[![Open In Colab](https://colab.research.google.com/assets/colab-badge.svg)](
https://colab.research.google.com/github/Simone-Alghisi/HMD-Lab/blob/master/notebooks/2_nlu.ipynb)

On Colab:
1. Switch to a GPU Runtime by clicking on *Runtime > Change runtime type > T4 GPU*
2. Run the cell below

In [None]:
# For Google Colab only
!git clone https://github.com/Simone-Alghisi/HMD-Lab.git
%cd /content/HMD-Lab/notebooks 

![system_architecture](./assets/system.jpg)

# Natural Language Understanding (NLU)

Natural Language Understanding (NLU) is the component that, given a user's free-text utterance, performs Slot Filling (extracting the corresponding value) and Intent Classification.

- *Intent* — a coarse surrogate of the meaning of the sentence that. In the Amazon Alexa's Framework: "A representation of the action that fulfills a customer's spoken request". Examples: 
  - `pizza_ordering`
  - `drink_ordering`
  - `out_of_domain`
  - ...
- *Slots* — a set of parameters that are required to fulfill an intent. Examples for `pizza_ordering`: 
  - `pizza_size`
  - `pizza_type`
  - `pizza_count`
  - ...
- *Values* — the set of valid attributes for a slot (slot: value).
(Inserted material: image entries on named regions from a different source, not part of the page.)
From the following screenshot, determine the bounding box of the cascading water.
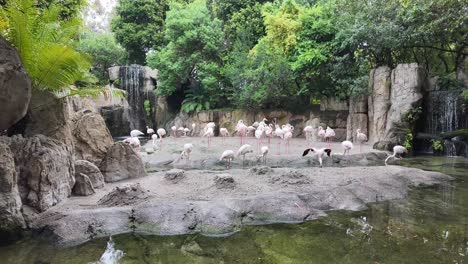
[120,65,146,131]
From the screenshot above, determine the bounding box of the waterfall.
[119,65,146,131]
[424,90,468,135]
[91,237,125,264]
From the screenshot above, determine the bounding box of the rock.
[3,135,75,212]
[385,63,428,144]
[367,66,392,143]
[250,166,273,175]
[164,169,185,184]
[0,36,31,131]
[0,142,26,232]
[99,105,130,137]
[108,66,120,82]
[75,160,104,189]
[71,110,114,165]
[98,184,150,207]
[214,174,236,189]
[99,142,146,182]
[73,173,96,196]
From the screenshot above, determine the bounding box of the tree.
[76,32,127,84]
[0,0,91,92]
[112,0,169,64]
[148,0,225,111]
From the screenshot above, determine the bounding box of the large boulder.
[73,173,96,196]
[75,160,104,189]
[100,142,146,182]
[385,63,429,143]
[0,135,75,212]
[368,66,392,142]
[0,37,31,131]
[71,110,114,165]
[0,142,25,234]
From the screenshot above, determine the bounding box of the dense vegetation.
[114,0,468,111]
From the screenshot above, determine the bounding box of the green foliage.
[403,133,413,151]
[432,139,444,152]
[76,32,127,84]
[403,107,423,124]
[112,0,169,64]
[0,0,91,91]
[147,0,224,106]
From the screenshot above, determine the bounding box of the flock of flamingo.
[123,118,408,168]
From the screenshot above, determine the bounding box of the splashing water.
[91,237,125,264]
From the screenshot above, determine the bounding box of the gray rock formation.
[0,36,31,131]
[346,95,369,141]
[71,110,114,165]
[75,160,104,189]
[0,135,75,212]
[0,142,25,232]
[73,173,96,196]
[368,66,392,143]
[99,142,146,182]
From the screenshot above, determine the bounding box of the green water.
[0,157,468,264]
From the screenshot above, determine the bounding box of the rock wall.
[0,36,31,131]
[368,63,429,147]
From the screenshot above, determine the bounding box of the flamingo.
[130,129,145,137]
[325,126,336,147]
[151,134,158,149]
[304,126,314,141]
[260,146,269,164]
[341,140,354,156]
[283,131,292,154]
[236,144,253,166]
[274,125,284,155]
[385,145,408,166]
[317,126,325,141]
[302,148,331,168]
[146,126,154,138]
[191,123,197,137]
[177,143,193,163]
[219,149,234,169]
[356,129,367,152]
[203,127,214,148]
[236,120,247,145]
[156,128,166,148]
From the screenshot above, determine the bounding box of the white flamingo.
[325,126,336,147]
[341,140,354,156]
[156,128,166,148]
[146,126,154,138]
[356,129,367,152]
[130,129,145,137]
[260,146,269,164]
[219,127,229,143]
[203,127,214,148]
[236,144,253,166]
[385,145,408,166]
[304,126,314,141]
[302,148,331,168]
[317,126,325,141]
[219,149,234,169]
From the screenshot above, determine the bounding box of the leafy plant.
[403,133,413,151]
[432,139,444,152]
[0,0,104,94]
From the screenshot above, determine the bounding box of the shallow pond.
[0,157,468,264]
Examples: 
  - `pizza_size`: `medium`
  - `pizza_type`: `margherita`
  - `pizza_count`: `2`
  - ...

Why this matters:
- The intent tells the system what to do next (e.g., collect order details vs. provide a menu).
- Slots capture the pieces of information you need to complete the intent (e.g., size, type, quantity).
- Missing Values are used by the system to understand which Slots are required to fulfill an intent.

## Question

You want to design an OrderBot to collect the user's pizza order.

Consider the following sentence: *"I'd like a medium margherita pizza, please."*

1. What is the intent?
2. What are the values in the user request?
3. Which slots are missing from the user request to fulfill its intent?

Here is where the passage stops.